Massive suicide bombings in Kabul killed at least 40 and wounded more than 100 Friday in attacks that the Afghan government called a Taliban effort to show resilience following the death of leader Mullah Omar.
In one attack, at least one and possibly as many as four insurgents detonated suicide vests outside a police academy in the Afghan capital and killed at least 25, according to first accounts.
In an earlier attack, a massive truck bomb went off in downtown Kabul, killing at least 15 and leaving a crater 30 feet deep.
There were no immediate claims of responsibility for Friday's bombings, which came a day after a suicide truck bombing south of Kabul that killed at least six.
However, Sayed Zafar Hashimi, a spokesman for Afghan President Ashraf Ghani, called the incidents "cowardly terrorist attacks against civilians aimed at diverting attention from the tensions brewing between the leadership of the Taliban," the New York Times reported.
The suicide attacks Thursday and Friday were the first since the Taliban acknowledged last week that long-time leader Mullah Omar was dead. Afghan officials said it was believed that Omar died in a Pakistani hospital in April 2013.
Taliban spokesmen said last week that Omar's deputy, Mullah Akhtar Mansour, had been chosen to succeed him but Omar's relatives have disputed the succession.

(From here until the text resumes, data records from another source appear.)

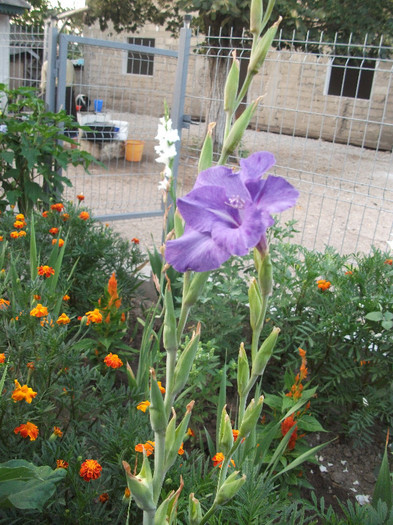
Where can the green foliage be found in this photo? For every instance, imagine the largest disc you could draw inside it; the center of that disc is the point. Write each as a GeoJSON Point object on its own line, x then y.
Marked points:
{"type": "Point", "coordinates": [31, 151]}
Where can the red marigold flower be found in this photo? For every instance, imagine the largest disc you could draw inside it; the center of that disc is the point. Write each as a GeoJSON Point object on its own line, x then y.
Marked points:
{"type": "Point", "coordinates": [60, 463]}
{"type": "Point", "coordinates": [219, 458]}
{"type": "Point", "coordinates": [103, 497]}
{"type": "Point", "coordinates": [143, 405]}
{"type": "Point", "coordinates": [59, 207]}
{"type": "Point", "coordinates": [23, 393]}
{"type": "Point", "coordinates": [47, 271]}
{"type": "Point", "coordinates": [94, 316]}
{"type": "Point", "coordinates": [57, 432]}
{"type": "Point", "coordinates": [4, 304]}
{"type": "Point", "coordinates": [63, 319]}
{"type": "Point", "coordinates": [90, 469]}
{"type": "Point", "coordinates": [39, 311]}
{"type": "Point", "coordinates": [27, 430]}
{"type": "Point", "coordinates": [113, 361]}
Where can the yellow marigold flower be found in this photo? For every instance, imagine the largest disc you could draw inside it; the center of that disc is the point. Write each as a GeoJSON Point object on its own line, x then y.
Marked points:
{"type": "Point", "coordinates": [57, 432]}
{"type": "Point", "coordinates": [90, 469]}
{"type": "Point", "coordinates": [143, 405]}
{"type": "Point", "coordinates": [104, 497]}
{"type": "Point", "coordinates": [63, 319]}
{"type": "Point", "coordinates": [4, 304]}
{"type": "Point", "coordinates": [94, 316]}
{"type": "Point", "coordinates": [113, 361]}
{"type": "Point", "coordinates": [57, 207]}
{"type": "Point", "coordinates": [47, 271]}
{"type": "Point", "coordinates": [39, 311]}
{"type": "Point", "coordinates": [27, 430]}
{"type": "Point", "coordinates": [23, 393]}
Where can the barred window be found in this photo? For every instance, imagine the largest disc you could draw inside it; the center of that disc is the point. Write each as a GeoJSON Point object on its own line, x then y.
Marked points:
{"type": "Point", "coordinates": [140, 63]}
{"type": "Point", "coordinates": [351, 78]}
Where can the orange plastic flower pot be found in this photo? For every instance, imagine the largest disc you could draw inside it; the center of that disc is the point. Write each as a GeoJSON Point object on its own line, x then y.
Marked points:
{"type": "Point", "coordinates": [134, 150]}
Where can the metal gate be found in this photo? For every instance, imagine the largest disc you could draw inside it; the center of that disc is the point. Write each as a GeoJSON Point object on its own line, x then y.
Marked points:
{"type": "Point", "coordinates": [121, 88]}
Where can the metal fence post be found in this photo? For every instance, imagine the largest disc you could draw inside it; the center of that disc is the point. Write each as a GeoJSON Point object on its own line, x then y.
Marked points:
{"type": "Point", "coordinates": [179, 93]}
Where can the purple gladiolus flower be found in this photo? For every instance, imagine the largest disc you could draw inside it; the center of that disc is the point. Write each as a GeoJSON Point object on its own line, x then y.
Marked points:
{"type": "Point", "coordinates": [227, 213]}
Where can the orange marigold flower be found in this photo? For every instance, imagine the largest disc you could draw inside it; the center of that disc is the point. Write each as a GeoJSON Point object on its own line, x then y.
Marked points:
{"type": "Point", "coordinates": [27, 430]}
{"type": "Point", "coordinates": [57, 207]}
{"type": "Point", "coordinates": [113, 361]}
{"type": "Point", "coordinates": [148, 447]}
{"type": "Point", "coordinates": [219, 458]}
{"type": "Point", "coordinates": [103, 497]}
{"type": "Point", "coordinates": [94, 316]}
{"type": "Point", "coordinates": [61, 463]}
{"type": "Point", "coordinates": [63, 319]}
{"type": "Point", "coordinates": [39, 311]}
{"type": "Point", "coordinates": [4, 304]}
{"type": "Point", "coordinates": [23, 393]}
{"type": "Point", "coordinates": [90, 469]}
{"type": "Point", "coordinates": [143, 405]}
{"type": "Point", "coordinates": [47, 271]}
{"type": "Point", "coordinates": [323, 284]}
{"type": "Point", "coordinates": [286, 426]}
{"type": "Point", "coordinates": [57, 432]}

The Taliban movement also has been shaken by thus far unconfirmed reports that Jalaluddin Haqqani, founder of the Haqqani network that is considered the most violent faction allied to the Taliban, also was dead.
The reports said that Haqqani, believed to be in his mid-70s, died in December after a long illness.
The death of Omar, the possible death of Haqqani, and the spike in violence in Afghanistan came as Army Gen. John Campbell, the U.S. commander in Afghanistan, was in Washington this week for consultations.
Campbell said he would make a recommendation this fall to President Obama on whether to keep U.S. troops in Afghanistan past a withdrawal deadline previously announced by Obama for the end of 2016.
At a Brookings Institute conference earlier this week, Campbell said Omar's death could be an "opportunity" to convince Taliban fighters to put down their weapons and resume suspended peace talks with the Afghan government.
At the U.S. Institute of Peace on Thursday, Dan Feldman, who will retire next week as the special UI.S. envoy for Afghanistan and Pakistan, also said that Omar's death presented an "important opportunity" for peace while cautioning that "there can be no long term stability in Afghanistan without Pakistan's support."
Omar's death also presented a political problem for Pakistan, which has long denied his presence in Quetta and Peshawar.
On Friday, Pakistani Defense Minister Khawaja Muhammad Asif told the National assembly that reports of Omar's death in Quetta or in a hospital in Karachi were untrue.
"We totally deny that Mullah Omar died in Quetta or Karachi," Asif said. He said that Omar died in Afghanistan and was buried there.